L’essai nous donne l’occasion de faire retour sur la grande époque de la photographie américaine. Ralph Gibson nous rappelle que toutes les images de son fabuleux Somnanbulist ont été tirées par ses soins, il aime aussi se souvenir avoir été « le darkroomboy » de Dorothea Lange. Son homologue américain Sid Kaplan a lui aussi une création personnelle dont le livre nous permet d’avoir un aperçu et nous donne l’envie d’en découvrir plus, il a travaillé pour Weegee, Louis Faurer, Allen Ginsberg, Philippe Halsman… mais surtout pendant plus de trente-cinq ans avec celui qu’il évoque toujours comme « M. Frank ». Pour compléter l’approche de cette situation l’entretien avec Howard Greenberg apporte le point de vue du collectionneur et galeriste passionné de beaux tirages.

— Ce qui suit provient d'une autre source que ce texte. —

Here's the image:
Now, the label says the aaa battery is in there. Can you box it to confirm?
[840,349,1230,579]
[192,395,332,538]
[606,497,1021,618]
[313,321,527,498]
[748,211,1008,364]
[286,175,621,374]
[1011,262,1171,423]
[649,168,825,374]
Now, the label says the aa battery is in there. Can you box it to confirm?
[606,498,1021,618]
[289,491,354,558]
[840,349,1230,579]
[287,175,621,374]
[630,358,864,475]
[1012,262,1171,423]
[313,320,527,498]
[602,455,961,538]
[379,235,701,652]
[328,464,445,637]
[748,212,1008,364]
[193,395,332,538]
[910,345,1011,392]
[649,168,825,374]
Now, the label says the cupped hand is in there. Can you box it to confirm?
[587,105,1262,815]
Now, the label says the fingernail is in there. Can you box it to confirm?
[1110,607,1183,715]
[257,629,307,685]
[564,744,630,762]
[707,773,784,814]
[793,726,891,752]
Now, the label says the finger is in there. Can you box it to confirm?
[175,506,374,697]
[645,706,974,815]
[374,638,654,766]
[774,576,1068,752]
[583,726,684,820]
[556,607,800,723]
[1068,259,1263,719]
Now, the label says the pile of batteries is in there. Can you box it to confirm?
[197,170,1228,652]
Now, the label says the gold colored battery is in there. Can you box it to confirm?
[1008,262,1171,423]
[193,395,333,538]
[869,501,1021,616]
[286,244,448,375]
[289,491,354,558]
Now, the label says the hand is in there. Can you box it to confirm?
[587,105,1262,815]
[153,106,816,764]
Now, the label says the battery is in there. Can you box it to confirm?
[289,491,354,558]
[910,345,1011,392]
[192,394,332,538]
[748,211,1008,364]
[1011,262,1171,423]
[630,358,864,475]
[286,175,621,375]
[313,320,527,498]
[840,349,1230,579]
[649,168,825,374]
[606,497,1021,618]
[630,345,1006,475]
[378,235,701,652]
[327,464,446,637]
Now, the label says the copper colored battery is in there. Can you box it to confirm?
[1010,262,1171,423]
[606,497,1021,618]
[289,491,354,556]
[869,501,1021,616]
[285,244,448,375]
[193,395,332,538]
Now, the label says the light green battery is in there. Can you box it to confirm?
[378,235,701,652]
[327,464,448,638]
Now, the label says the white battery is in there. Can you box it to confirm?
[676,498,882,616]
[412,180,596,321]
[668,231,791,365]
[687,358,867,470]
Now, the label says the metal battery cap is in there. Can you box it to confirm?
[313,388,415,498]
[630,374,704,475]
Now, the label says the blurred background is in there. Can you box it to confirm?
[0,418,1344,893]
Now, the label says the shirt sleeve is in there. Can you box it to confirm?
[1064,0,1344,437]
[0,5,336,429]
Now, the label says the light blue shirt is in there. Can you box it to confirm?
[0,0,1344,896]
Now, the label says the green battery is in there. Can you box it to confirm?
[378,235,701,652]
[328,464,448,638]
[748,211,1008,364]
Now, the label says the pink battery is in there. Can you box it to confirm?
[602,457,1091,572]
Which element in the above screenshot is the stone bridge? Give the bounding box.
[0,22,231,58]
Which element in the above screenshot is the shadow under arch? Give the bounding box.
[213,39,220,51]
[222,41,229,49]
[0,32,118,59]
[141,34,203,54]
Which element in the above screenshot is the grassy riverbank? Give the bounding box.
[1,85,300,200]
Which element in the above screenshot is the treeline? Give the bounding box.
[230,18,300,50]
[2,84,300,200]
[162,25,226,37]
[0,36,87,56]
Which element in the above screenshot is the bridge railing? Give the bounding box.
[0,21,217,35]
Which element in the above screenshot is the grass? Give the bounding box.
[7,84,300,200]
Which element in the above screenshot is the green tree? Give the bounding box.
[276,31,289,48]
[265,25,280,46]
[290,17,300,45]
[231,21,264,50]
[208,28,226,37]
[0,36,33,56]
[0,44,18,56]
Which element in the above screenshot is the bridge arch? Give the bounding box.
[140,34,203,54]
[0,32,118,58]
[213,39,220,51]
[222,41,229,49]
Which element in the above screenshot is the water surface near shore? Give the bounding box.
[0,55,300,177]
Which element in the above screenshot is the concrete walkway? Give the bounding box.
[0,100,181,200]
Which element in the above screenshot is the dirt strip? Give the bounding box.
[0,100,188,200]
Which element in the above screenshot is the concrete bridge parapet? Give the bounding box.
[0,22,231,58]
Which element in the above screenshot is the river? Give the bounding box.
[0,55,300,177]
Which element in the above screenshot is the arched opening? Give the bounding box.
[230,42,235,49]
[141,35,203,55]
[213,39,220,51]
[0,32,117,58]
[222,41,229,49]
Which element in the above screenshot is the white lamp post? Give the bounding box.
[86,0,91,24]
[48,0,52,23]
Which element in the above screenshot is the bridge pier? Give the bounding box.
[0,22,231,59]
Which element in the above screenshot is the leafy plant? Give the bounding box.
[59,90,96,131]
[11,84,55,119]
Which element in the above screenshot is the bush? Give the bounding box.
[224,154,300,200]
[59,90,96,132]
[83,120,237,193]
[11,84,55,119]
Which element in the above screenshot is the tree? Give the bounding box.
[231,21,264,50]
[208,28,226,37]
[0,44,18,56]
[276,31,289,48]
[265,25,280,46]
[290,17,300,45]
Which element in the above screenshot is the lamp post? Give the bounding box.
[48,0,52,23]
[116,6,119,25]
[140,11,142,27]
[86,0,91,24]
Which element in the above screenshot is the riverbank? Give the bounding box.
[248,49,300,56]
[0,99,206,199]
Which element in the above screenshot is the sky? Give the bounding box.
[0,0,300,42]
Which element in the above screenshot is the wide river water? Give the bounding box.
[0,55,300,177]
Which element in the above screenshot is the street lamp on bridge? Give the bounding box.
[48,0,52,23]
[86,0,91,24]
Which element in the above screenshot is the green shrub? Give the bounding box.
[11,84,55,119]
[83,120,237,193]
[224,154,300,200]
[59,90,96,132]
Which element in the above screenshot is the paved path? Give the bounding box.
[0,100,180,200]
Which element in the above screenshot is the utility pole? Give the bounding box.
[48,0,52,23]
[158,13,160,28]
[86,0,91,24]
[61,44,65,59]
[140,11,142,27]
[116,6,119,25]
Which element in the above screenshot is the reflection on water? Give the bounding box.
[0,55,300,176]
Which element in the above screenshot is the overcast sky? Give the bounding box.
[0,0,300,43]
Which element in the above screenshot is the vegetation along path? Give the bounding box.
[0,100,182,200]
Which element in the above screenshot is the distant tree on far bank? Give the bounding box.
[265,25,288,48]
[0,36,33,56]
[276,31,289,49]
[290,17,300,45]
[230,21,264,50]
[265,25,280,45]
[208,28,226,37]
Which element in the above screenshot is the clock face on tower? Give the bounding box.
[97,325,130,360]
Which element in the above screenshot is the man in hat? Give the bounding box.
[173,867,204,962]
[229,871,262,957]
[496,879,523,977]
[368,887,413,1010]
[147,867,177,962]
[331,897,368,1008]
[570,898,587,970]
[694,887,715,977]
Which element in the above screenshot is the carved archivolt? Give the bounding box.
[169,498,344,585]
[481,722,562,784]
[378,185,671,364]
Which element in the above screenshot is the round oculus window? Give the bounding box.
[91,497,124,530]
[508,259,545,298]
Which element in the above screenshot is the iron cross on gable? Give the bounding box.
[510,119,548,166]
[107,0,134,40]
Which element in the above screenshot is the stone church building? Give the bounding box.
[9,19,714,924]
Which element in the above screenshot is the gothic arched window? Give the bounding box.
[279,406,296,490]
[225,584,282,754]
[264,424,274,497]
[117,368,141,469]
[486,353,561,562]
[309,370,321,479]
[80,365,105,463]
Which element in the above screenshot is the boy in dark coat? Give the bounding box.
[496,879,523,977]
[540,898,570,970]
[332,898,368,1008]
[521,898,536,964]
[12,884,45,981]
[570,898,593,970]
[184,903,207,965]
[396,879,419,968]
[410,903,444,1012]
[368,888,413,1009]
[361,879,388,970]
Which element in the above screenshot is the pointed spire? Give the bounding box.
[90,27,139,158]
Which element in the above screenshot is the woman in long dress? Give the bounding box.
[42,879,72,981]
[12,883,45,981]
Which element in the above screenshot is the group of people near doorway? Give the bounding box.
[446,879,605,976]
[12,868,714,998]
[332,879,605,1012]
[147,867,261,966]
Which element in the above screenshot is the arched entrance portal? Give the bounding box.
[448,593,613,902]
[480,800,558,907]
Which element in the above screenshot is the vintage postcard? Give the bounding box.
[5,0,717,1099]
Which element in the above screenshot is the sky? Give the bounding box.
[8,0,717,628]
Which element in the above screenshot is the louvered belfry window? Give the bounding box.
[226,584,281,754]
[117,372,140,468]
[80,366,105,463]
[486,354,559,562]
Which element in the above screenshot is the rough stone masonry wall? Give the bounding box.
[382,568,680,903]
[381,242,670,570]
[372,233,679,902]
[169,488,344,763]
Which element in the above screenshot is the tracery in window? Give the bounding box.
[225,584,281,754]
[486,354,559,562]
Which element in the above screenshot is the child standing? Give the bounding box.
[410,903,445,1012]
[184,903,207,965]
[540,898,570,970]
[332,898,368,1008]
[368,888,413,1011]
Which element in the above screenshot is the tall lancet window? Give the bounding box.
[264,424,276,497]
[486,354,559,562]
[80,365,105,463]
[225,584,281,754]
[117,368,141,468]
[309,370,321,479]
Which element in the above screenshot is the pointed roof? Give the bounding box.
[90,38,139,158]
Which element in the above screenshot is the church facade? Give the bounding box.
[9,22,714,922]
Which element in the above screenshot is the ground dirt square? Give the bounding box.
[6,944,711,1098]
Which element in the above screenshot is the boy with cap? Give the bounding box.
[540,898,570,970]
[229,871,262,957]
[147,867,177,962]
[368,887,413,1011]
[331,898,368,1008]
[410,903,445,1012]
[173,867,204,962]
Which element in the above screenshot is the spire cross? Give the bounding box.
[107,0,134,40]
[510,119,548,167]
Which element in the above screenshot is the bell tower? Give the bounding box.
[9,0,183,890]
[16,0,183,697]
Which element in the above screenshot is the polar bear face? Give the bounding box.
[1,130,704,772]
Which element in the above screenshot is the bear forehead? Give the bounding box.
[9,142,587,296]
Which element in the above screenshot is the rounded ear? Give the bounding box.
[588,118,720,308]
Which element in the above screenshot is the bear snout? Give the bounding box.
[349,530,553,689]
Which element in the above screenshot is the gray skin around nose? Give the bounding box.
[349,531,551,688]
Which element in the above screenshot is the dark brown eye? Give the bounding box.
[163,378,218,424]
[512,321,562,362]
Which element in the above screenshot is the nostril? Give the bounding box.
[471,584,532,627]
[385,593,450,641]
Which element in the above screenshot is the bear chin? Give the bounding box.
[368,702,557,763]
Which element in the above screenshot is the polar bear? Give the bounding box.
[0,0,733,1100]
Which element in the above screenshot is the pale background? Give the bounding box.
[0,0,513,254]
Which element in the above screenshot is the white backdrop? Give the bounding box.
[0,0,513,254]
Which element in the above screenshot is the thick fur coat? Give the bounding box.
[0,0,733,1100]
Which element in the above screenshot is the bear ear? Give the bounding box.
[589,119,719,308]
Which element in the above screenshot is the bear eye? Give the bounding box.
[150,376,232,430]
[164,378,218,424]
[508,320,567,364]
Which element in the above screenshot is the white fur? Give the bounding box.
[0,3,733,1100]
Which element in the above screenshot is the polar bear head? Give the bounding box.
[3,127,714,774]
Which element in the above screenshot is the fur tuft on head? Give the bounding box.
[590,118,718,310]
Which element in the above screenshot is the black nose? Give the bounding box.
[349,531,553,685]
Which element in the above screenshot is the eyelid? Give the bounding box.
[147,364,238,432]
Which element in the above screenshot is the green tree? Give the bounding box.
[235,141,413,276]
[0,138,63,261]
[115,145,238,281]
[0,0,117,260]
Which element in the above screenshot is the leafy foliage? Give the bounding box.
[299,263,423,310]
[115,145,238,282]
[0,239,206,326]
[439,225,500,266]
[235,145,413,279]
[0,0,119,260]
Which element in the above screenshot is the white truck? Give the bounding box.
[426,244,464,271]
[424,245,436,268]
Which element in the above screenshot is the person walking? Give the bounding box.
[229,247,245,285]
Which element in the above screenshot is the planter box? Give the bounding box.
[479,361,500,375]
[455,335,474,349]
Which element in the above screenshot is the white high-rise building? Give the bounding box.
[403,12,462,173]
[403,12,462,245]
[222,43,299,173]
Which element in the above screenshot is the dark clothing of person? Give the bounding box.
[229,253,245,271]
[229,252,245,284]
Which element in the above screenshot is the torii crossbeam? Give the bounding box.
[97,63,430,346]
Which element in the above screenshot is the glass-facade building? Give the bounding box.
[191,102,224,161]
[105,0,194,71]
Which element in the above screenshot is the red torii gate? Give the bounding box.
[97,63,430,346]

Pour la jeune génération française, Jo Terrien, 24 ans, après des études générales en France a suivi les cours du Pitzer College près de Los Angeles. Elle s’intéresse aux pratiques anciennes et alternatives qu’elle met au service d’un portrait dynamisé. Le travail sur l’intime de Gabrielle Duplantier avait été mis en valeur dans l’anthologie Eyes Wild Open publiée en 2018 par André Frères, lamaindonne avait édité la même année son livre Terres Basses. Elle avait répondu à la commande du Ministère de la Culture sur La jeunesse en France ayant donné lieu à la publication Jeunes-Générations (le Bec en l’air). Elle développe une esthétique de l’intime au plus près de ses modèles.

Tout en approfondissant une approche philosophique l’auteur revendique l’aspect artisanal de son métier : « Au Moyen-Âge, les bâtisseurs de cathédrales appelaient une pige, un bâton sur lequel étaient marquées les différentes dimensions qu’ils reportaient pour mesurer la paume, la palme, l’empan, le pied et la coudée. Dans les laboratoires de photographie, une pige est une feuille de papier photo sacrifiée, de même taille et en tout point égale à celle qui me sert à réaliser les tirages. » Ce repérage de surface des traits de marge lui permet de produire l’image très graphique qui orne la couverture où les pratiquants même occasionnels du laboratoire reconnaitront les mouvements exploratoires de la juste mise au point.

Alors qu’une dématérialisation de la production iconique se poursuit, que nous nous habituons à une réalisation et à une consommation de plus en plus rapide de l’image, ce livre a le mérite de nous rappeler l’importance de la matière photographique, de la complexité de la réalisation d’une oeuvre de cette nature.